Friday, 13 September 2019

US Lawmaker Threatens to Give the Next Attack Plane to the Army

Textron Aviation Defense

US Lawmaker Threatens to Give the Next Attack Plane to the Army - Defense One

Tired of USAF slow-rolling, Rep. Michael Waltz has already spearheaded legislation allowing SOCOM to seek light attack aircraft.

Frustrated by the U.S. Air Force’s slow fielding of propeller-driven attack planes to support ground troops, one lawmaker raised the possibility of putting the project under Army control.

“My frustration is almost palpable at why it is taking so long to get this platform out to where the warfighters need it,” Rep. Michael Waltz, R-Fla., said Wednesday at a Mitchell Institute event.  

The House has already given U.S. Special Operations Command the authority — if not yet the appropriations — to buy such planes. But Waltz said the need is so great that perhaps the Army should also be given such authority.

Over the past 12 years, the Air Force has waffled about whether it wants propeller-driven planes. Advocates have long argued that they are far cheaper to buy and operate than gas-guzzling combat jets, yet can carry the same types of smart bombs, missiles, and rockets. Opponents say they are too easy to shoot down, particularly by sophisticated adversaries.

But Waltz said battles against extremists are not going away.

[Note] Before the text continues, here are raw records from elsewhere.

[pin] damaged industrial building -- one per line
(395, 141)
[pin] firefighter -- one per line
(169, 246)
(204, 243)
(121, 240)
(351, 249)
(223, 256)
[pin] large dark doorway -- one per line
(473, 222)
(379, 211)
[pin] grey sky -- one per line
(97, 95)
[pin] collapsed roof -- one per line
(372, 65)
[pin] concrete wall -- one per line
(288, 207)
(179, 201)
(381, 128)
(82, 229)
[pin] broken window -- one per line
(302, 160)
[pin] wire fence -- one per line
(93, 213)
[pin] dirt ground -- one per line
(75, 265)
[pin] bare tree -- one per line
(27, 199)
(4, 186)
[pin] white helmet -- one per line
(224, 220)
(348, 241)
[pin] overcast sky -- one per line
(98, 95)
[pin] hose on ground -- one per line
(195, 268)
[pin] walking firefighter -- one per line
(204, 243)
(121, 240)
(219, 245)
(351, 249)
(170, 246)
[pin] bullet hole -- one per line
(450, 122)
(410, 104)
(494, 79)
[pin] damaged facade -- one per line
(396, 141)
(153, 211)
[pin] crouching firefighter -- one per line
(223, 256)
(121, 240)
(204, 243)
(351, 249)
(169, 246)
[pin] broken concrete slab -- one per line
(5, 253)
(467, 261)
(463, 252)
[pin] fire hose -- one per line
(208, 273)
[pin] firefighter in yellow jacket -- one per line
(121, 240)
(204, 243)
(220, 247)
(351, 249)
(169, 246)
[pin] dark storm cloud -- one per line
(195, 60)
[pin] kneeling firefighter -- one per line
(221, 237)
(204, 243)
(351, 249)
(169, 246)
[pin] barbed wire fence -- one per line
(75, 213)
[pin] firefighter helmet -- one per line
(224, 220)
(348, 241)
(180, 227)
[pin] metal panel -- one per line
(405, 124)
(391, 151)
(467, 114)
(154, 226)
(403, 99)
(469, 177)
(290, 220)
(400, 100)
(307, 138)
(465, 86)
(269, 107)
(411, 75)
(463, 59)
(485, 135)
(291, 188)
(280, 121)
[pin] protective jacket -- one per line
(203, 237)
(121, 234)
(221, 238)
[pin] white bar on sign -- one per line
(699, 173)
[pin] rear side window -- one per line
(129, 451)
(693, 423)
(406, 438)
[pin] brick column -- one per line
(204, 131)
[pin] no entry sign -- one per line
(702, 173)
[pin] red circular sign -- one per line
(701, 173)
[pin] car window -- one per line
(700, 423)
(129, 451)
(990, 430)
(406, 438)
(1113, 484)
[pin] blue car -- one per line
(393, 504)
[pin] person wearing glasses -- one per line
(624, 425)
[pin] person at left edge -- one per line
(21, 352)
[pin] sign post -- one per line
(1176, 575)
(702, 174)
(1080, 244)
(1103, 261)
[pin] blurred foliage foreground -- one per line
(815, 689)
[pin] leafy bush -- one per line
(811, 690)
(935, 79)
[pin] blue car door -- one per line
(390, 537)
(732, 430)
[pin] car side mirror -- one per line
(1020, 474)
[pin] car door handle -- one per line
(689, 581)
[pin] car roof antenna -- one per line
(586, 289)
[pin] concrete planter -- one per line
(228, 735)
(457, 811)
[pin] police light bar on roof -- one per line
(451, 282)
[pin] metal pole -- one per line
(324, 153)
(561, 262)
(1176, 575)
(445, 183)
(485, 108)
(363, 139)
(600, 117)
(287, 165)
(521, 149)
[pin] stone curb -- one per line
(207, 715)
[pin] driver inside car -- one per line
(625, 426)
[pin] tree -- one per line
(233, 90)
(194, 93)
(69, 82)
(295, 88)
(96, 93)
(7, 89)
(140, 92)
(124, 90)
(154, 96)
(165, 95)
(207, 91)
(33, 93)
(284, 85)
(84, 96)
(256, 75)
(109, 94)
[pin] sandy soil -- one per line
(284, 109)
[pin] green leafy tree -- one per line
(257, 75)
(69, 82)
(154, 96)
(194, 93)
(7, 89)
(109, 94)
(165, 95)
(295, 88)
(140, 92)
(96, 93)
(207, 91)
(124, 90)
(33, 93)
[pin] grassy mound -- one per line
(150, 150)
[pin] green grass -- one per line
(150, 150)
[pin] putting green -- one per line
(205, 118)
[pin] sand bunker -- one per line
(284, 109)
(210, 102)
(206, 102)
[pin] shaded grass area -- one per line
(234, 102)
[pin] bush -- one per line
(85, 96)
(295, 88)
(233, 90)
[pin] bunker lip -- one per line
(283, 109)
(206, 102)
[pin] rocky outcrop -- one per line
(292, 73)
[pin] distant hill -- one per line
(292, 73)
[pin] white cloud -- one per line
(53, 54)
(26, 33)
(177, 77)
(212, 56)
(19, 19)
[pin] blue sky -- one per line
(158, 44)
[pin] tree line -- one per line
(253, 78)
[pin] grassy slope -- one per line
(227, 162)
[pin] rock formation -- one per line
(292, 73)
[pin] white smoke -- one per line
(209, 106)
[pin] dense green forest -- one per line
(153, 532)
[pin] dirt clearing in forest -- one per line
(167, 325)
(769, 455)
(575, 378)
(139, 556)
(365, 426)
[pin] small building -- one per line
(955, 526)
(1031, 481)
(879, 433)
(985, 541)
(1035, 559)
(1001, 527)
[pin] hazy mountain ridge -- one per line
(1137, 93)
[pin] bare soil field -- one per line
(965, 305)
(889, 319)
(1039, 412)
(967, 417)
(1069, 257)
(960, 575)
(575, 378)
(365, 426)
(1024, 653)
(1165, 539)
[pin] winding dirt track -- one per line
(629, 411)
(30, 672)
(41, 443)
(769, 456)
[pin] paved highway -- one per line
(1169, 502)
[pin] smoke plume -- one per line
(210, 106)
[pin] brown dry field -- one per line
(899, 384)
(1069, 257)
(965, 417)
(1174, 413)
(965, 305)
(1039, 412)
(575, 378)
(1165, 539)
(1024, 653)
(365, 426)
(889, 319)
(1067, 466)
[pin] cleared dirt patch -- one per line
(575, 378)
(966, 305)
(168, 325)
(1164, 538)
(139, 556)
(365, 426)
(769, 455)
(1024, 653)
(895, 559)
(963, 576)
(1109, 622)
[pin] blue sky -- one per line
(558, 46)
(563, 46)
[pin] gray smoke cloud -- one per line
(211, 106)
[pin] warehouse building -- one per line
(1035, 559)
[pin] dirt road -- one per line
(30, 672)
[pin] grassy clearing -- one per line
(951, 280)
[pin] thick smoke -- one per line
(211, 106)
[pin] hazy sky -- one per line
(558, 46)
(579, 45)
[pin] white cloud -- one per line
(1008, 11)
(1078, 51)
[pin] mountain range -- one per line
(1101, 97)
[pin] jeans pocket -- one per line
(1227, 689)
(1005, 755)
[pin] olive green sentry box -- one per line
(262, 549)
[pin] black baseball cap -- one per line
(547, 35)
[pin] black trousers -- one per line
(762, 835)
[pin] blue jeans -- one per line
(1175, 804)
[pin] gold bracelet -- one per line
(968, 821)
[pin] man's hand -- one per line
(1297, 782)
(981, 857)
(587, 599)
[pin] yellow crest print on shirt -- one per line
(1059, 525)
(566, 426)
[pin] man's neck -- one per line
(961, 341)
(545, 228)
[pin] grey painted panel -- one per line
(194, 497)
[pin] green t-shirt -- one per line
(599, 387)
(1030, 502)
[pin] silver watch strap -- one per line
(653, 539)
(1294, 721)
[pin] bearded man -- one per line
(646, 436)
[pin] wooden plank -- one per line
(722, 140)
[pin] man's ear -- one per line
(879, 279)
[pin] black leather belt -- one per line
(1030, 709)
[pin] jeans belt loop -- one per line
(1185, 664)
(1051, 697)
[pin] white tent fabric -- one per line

“Whether it’s Africa, the Middle East, South Asia, South America, we are going to be engaged with our local partners on the ground in low-intensity conflict, I think, for the foreseeable future,” he said. “We are in a generational war against extremism. To that end, we can’t shift too far away from our counterterrorism mission toward near-peer competition.” 

Waltz, a former Green Beret, believes it’s time to jumpstart acquisition of light attack aircraft. Frustrated with the Air Force’s waffling, he co-sponsored the legislation that would allow USSOCOM to ask Congress for money to buy the planes. That legislation is part of the House’s version of the 2020 National Defense Authorization Act, which will eventually need to be reconciled with the Senate’s own version.

In the meantime, Waltz is trying to signal to the Air Force just how serious he is. 

“If we can’t move this program forward, then perhaps we need to explore if the Army needs that authority,” he said.

Right now, the Air Force is planning to buy two types of light attack planes: the A-29 Super Tucano, made by Embraer and built in the United States by Sierra Nevada Corp., and the AT-6 Wolverine, made by Textron’s Beechcraft. The plan is to buy at least six aircraft, and base them at Nellis Air Force Base in Nevada and at Hurlburt Field in Florida. The planes at Nellis would be used for training while the ones at Hurlburt would be used in combat air advisor missions.

Asked when these planes might arrive at the bases, Air Force spokesman Capt. Cara Bousie said she had no date.

The U.S. Navy and the Air Force spent the early part of the decade experimenting with the A-29 Super Tucano and Vietnam-era OV-10 Bronco as part of the Imminent Fury and Combat Dragon projects. The planes were used in combat operations in theMiddle East and Africa. More recently, the Air Force has been testing the A-29 and AT-6 in a series of experiments that began in 2017. A naval aviator died during those trials when his A-29 crashed in June 2018.

In July, the Air Force asked lawmakers to shift $156.7 million to the effort. On Tuesday, the Senate Appropriations’ defense subcommittee approved $210 million for six light attack planes in its edit of the appropriations bill.

Phillip Clay, a former Navy test pilot who participated in the Imminent Fury and Combat Dragon projects said the military needs “at least a wing” of these types of planes.

“I believe the mission they would conduct would be beyond just special operations missions,” Clay said at the event Wednesday. 

It would not be unprecedented for the Air Force turn some planes over to the Army. In 2013, the Air Force gave Army Special Operations Command some relatively new C-27J Spartan cargo planes that it no longer wanted.